We'll see how it all falls out. On paper, though, it continues to look really good.
Ten things I like about 4th Edition (based on what I have seen):
1. Dividing cleric abilities into prayers, spells, and rituals.
2. Fighters not as reliant on magic items.
3. Racial feats in core.
4. Tiers in character progression...memories of 2nd Edition kits.
5. More effort in standardizing presentation of material.
6. Wizard implements change effects of spells.
7. Warlocks in core.
Trying so hard, but I only come up with more for the Yin section.
8. Points of light setting.
9. Fey get a focus as monsters.
10. Dead levels pretty much gone.
1) They included Gnomes as a playable monster instead of just banning them entirely.
2) They decided to allow Ebberon and other game worlds to convert to the new game system.
3) They changed their minds and are going to let some outside writers create material for 4th edition.

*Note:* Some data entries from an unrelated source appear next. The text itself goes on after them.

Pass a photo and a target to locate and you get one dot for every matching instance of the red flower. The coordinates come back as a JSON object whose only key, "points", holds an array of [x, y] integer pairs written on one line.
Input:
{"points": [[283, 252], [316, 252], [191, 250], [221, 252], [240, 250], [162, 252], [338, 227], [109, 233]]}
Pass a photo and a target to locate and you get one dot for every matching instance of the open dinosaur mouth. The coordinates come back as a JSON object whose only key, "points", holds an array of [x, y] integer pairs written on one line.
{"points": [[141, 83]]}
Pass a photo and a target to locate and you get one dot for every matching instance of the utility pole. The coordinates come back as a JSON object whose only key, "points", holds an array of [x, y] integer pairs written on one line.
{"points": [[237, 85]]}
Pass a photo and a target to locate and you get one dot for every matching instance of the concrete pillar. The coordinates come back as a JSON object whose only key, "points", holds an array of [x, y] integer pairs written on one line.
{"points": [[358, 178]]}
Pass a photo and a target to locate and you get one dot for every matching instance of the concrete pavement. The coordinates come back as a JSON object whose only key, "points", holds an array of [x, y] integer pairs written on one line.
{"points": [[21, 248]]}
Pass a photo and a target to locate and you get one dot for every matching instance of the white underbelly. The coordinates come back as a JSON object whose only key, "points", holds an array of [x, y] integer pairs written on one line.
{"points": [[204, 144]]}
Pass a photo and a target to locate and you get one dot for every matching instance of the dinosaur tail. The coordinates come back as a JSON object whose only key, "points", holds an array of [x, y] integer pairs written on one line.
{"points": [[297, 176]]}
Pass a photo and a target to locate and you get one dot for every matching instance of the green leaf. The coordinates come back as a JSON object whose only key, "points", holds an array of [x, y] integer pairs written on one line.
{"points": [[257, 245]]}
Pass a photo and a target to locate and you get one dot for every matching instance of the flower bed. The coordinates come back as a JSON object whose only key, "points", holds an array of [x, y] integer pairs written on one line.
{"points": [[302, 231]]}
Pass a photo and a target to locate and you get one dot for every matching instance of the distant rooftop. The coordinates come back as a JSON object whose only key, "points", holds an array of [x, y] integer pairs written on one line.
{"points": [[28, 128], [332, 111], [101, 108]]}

4) They are going to include Sigal, without the neutral plane and the weird idea cults.
5) They are going to include 3 gameworld books each, every year. It's progress.
6) They may include gameworld specific material, online.
7) I've heard that all fae can change into human form, so the Duskwood Dryad only looks that way for combat.
8) The new Sahuagan figure looks sparkily.
9) WOTC seems to be responding to large blocks of consumers, such as Ebberon fans.
10) There's always 4.5 for them to repair the many mistakes they made with 4.0.
Don't feel bad, I have Welsh ancestery.
If you can't come up with 10, you are welcome to borrow some of mine.
As for the annoying subplot, is there a function where I can set Kobold to ignore? It's always better to let the public self police because then no one can act like The Man is oppressing them.
You wanna me give it a go ya?
1> A Core Mechanic Where I don't have to make up a number, neither as set out by a list of examples nor by the appropiate to party level. (Linking Interpersonal conflicts to Armour Class is awesome, no longer do i have to make up a number for the thief to steal crap in combat, its just THIEVERY VS REFLEX AC GO!GO!GO!GO!, it worked beautifully, brought tear to eye, really)
2> Two words Quick and Easy (not dumb and dumber) hoenstly if they can make combat, monsters and the world quick and easy I don't see what not to like.
3> Getting Rid of the Great Wheel, the world's most f++%ed up conception of a planar system ever. It irked me , whats the difference between an archon and an angel again, why are the devils and demons fighting again, oh yeah someone thought it would be kewl X years ago and obviously never came back to see how it was working in actuallity, and the gm is too much of a pantywaist to evaluate himself (but its x year old it must be good. its tradition)
4>3 settings books then done, nuff said (oh wait it sounds like all those shitkickers who are all like, "They are just milking the system with a long lines of drivel for the realms or other cs, apparently where just that shitkickers with no particular clue)
5> I'm growing found of the new races, and if nothing else incorporating halfdragons and half fiends from the begining is a wise move. Also elf-eladrin split is okay.
6> Half Elfs that Don't Suck, (and i hope in the MM half orcs that don't suck)
8> Taking the Concept of "Only Options" and no restrictions to the logical maximum (screw that -2 stat bs, which is what the sub races did ANYWAY, Charismatic gold dwarfs for the win ).
9> Cleaning up the skill list, and getting rid of dead end skills and the entirely dead end skills (profession, craft etc )
10> Rituals, no i don't know anything about them yet (ha!) but the fact they are willing to leave the combat spell format for some things makes a lot of sense , and is a big problem i think they were having with the previous things (It makes sense to throw a fireball, but why would i spend a vancian spell slot on forbiddence, unless i already had a day ahead of me that i didn't plan on adventuring (10 mins per level adds up to long time )
~and no i aint doing the yin! down with needless symetry~!1!